Пока мать рассказывала девушкам о житье-бытье, Кирюшка прополз с лавки под стол и юркнул к бабке на печку. За день парень притомился, его клонило в сон. Ему, конечно, интересно было, что станут рассказывать о городской жизни гостьи, но мать принялась говорить о своем, а уж это скорого конца не предвещало. Знал Кирюшка, что любила его матушка покуковать про свою долю.
Катя долго не отступала от Зины, старалась расспросить ее обо всех деталях, вникнуть в правовые и экономические подробности предпринимательской деятельности хозяина выселка. «Помещик, ростовщик, эксплуататор, угнетатель» — такими словами отзывалось ее сознание на рассказ Зины.

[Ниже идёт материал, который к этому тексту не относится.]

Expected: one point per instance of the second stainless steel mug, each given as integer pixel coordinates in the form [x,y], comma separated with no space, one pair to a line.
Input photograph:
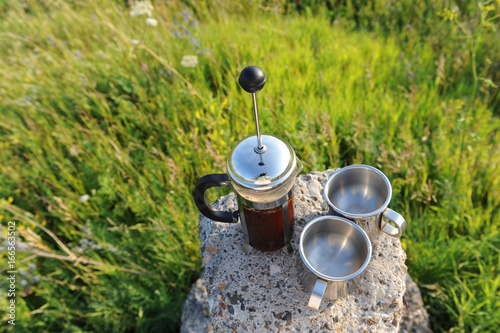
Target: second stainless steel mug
[362,193]
[334,253]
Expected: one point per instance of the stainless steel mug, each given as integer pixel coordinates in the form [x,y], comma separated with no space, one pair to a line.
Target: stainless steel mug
[362,193]
[334,253]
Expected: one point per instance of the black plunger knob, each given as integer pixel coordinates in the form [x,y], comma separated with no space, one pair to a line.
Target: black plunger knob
[252,79]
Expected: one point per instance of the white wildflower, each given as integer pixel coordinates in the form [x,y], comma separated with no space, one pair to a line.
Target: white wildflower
[141,7]
[151,22]
[84,198]
[189,61]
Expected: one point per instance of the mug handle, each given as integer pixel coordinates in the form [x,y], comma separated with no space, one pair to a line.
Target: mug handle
[203,184]
[317,294]
[398,220]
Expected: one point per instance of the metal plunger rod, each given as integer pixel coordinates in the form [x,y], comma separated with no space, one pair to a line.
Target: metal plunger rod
[257,125]
[253,79]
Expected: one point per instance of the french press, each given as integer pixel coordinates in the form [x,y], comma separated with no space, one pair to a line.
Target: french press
[261,169]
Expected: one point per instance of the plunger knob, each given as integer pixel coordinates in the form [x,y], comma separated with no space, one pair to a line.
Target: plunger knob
[252,79]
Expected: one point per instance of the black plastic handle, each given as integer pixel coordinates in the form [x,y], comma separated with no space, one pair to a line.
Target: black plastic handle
[252,79]
[203,184]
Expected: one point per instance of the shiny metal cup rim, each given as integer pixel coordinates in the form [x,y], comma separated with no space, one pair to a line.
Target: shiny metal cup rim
[356,216]
[338,219]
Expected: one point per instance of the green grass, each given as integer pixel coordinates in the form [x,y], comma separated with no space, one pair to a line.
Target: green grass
[86,111]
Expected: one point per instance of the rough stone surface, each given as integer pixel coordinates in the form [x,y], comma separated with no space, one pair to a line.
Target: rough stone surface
[195,318]
[260,292]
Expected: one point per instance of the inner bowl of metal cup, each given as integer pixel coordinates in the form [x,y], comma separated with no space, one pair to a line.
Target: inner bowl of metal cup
[358,191]
[334,248]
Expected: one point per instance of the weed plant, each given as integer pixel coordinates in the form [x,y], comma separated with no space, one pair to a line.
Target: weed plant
[108,119]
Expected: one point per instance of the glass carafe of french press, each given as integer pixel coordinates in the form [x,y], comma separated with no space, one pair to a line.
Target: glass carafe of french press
[261,170]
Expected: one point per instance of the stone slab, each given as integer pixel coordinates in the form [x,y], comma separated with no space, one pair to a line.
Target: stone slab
[260,292]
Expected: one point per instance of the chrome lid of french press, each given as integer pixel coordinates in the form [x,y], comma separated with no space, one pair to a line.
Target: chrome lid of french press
[261,162]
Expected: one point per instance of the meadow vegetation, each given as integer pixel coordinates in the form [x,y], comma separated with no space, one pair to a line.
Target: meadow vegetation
[105,126]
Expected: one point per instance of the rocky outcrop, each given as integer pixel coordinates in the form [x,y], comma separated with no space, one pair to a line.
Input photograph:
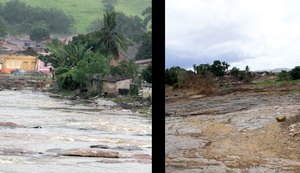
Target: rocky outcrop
[90,153]
[124,148]
[11,125]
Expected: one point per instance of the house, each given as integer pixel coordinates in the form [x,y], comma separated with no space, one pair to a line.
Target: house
[113,85]
[12,62]
[147,91]
[44,68]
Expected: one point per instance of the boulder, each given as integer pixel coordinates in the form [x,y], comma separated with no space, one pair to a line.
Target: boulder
[90,153]
[10,124]
[281,118]
[127,148]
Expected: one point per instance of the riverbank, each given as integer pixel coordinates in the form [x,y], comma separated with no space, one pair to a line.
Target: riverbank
[42,134]
[234,132]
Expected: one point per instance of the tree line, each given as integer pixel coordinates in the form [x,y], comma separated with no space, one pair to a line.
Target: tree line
[18,18]
[88,56]
[177,76]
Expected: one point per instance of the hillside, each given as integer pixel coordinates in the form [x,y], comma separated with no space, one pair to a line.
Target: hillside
[84,12]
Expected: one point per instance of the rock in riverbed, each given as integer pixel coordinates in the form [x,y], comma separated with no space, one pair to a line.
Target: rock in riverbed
[124,148]
[90,153]
[281,118]
[10,124]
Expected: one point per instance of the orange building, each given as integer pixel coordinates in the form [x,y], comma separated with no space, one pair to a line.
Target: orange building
[12,62]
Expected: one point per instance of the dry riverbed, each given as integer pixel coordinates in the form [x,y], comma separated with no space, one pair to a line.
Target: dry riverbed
[234,132]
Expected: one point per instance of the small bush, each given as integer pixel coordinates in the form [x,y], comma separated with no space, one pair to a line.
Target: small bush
[295,73]
[283,75]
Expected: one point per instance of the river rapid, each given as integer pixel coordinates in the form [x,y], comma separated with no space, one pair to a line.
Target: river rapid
[53,126]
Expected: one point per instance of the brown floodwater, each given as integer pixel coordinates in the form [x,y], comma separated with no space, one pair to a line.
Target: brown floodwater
[67,124]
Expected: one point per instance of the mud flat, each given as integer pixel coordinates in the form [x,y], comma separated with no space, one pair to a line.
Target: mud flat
[236,132]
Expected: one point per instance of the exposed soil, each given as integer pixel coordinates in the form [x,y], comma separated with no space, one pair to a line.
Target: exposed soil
[234,131]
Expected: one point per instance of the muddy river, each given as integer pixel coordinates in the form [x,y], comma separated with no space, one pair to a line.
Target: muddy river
[43,128]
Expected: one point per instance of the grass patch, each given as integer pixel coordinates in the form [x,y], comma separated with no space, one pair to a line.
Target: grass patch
[84,12]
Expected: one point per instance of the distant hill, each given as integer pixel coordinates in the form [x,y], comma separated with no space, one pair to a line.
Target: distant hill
[86,11]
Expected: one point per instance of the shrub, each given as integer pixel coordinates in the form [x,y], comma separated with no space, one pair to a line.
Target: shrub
[295,73]
[283,75]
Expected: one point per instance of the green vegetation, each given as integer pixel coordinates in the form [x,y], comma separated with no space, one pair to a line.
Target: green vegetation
[218,68]
[88,56]
[3,28]
[21,18]
[85,12]
[39,34]
[147,74]
[145,49]
[130,26]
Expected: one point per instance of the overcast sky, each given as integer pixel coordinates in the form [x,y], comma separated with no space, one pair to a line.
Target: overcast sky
[264,34]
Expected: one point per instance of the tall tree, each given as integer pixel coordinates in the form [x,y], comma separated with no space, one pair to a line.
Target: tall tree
[109,5]
[109,40]
[3,28]
[145,49]
[39,34]
[148,16]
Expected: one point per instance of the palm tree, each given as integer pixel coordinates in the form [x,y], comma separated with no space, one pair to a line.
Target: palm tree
[109,40]
[148,13]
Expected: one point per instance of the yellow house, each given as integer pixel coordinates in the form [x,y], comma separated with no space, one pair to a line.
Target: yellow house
[12,62]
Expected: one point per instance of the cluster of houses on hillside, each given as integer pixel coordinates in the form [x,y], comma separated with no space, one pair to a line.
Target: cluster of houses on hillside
[14,55]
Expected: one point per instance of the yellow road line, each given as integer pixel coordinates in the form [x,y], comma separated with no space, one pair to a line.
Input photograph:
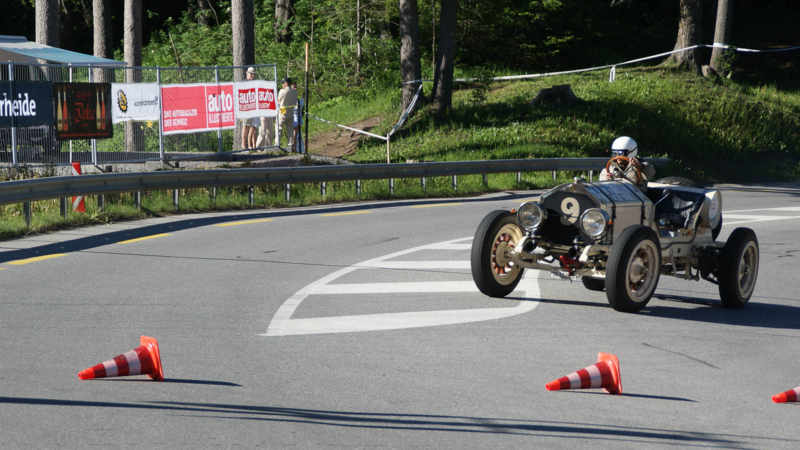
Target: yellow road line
[434,206]
[22,262]
[144,238]
[345,214]
[244,222]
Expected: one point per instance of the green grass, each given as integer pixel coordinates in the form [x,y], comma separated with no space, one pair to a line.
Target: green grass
[119,207]
[721,131]
[717,131]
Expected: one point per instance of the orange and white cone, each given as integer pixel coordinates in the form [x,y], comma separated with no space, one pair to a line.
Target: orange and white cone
[604,374]
[143,360]
[787,397]
[78,204]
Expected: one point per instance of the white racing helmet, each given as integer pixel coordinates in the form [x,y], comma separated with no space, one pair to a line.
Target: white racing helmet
[625,146]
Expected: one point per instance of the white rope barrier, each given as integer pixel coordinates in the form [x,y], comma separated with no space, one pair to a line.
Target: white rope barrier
[613,66]
[408,111]
[611,77]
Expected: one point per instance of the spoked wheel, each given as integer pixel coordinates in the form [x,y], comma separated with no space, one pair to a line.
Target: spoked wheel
[494,272]
[633,269]
[738,268]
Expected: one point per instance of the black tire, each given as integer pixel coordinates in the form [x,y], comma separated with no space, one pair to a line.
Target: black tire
[636,249]
[716,230]
[738,268]
[594,284]
[679,181]
[497,231]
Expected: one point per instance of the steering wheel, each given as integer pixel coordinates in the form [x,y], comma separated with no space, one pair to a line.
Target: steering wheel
[622,164]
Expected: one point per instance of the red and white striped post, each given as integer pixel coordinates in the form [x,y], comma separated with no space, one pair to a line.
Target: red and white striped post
[78,204]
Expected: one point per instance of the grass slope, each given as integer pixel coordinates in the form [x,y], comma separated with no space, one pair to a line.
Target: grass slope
[714,130]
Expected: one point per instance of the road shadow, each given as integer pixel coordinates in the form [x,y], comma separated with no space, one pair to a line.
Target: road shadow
[425,422]
[754,314]
[112,237]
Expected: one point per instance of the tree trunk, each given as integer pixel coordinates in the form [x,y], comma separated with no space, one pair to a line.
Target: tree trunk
[47,22]
[410,65]
[722,35]
[202,13]
[243,25]
[690,32]
[134,136]
[103,48]
[283,14]
[47,32]
[445,65]
[358,37]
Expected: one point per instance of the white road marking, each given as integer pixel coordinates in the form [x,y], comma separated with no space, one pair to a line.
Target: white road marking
[786,208]
[739,218]
[398,288]
[449,246]
[282,323]
[417,265]
[747,218]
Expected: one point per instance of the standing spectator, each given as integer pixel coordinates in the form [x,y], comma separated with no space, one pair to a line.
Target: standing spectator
[266,132]
[250,126]
[287,100]
[298,122]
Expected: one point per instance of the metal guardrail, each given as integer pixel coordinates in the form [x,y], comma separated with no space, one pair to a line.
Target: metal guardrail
[27,191]
[32,190]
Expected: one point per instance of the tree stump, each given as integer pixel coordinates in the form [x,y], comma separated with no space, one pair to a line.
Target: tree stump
[558,95]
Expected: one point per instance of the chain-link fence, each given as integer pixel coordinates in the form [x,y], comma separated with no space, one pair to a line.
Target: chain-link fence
[132,141]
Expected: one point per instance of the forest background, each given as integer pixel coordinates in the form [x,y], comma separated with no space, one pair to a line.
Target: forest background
[356,43]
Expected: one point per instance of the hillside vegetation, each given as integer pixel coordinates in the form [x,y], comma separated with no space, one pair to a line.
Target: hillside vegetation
[714,130]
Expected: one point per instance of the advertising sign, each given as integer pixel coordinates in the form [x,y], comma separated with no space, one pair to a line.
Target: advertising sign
[135,101]
[82,110]
[26,104]
[189,108]
[255,98]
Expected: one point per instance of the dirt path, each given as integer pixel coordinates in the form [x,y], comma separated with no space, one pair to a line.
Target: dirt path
[339,142]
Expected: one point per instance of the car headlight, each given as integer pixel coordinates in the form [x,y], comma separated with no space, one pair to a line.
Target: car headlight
[530,215]
[594,222]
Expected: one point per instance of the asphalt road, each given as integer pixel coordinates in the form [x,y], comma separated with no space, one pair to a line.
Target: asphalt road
[358,326]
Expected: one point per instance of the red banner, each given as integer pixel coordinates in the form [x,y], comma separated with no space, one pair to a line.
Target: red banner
[189,108]
[255,98]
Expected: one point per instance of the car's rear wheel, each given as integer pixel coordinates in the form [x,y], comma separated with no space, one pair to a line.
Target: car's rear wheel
[738,268]
[633,269]
[594,284]
[493,271]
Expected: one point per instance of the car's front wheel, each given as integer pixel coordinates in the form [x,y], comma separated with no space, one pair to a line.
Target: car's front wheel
[738,268]
[633,269]
[493,271]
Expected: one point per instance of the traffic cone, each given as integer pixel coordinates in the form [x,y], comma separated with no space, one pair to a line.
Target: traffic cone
[78,205]
[143,360]
[787,397]
[604,374]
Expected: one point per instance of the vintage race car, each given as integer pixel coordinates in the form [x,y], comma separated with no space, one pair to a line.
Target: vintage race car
[618,239]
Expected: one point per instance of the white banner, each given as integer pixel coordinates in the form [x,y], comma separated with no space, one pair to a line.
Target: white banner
[135,101]
[255,98]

После Кирюшки сдалась Маша. Не дождавшись конца разговора Кати с Зиной, она легла на кровать, придвинулась как можно плотнее к стене, освобождая две трети кровати подружке, и уснула быстро и беззаботно.
А Катя и не думала о сне. Заглядывая в милое, доверчивое лицо Зины, она подбиралась к самому главному: а в чем же Зина видит выход из этой постылой, изнуряющей человека жизни? А готова ли она сама хоть какую-то частичку собственных сил отдать переменам, без которых дальше уж просто невмоготу?..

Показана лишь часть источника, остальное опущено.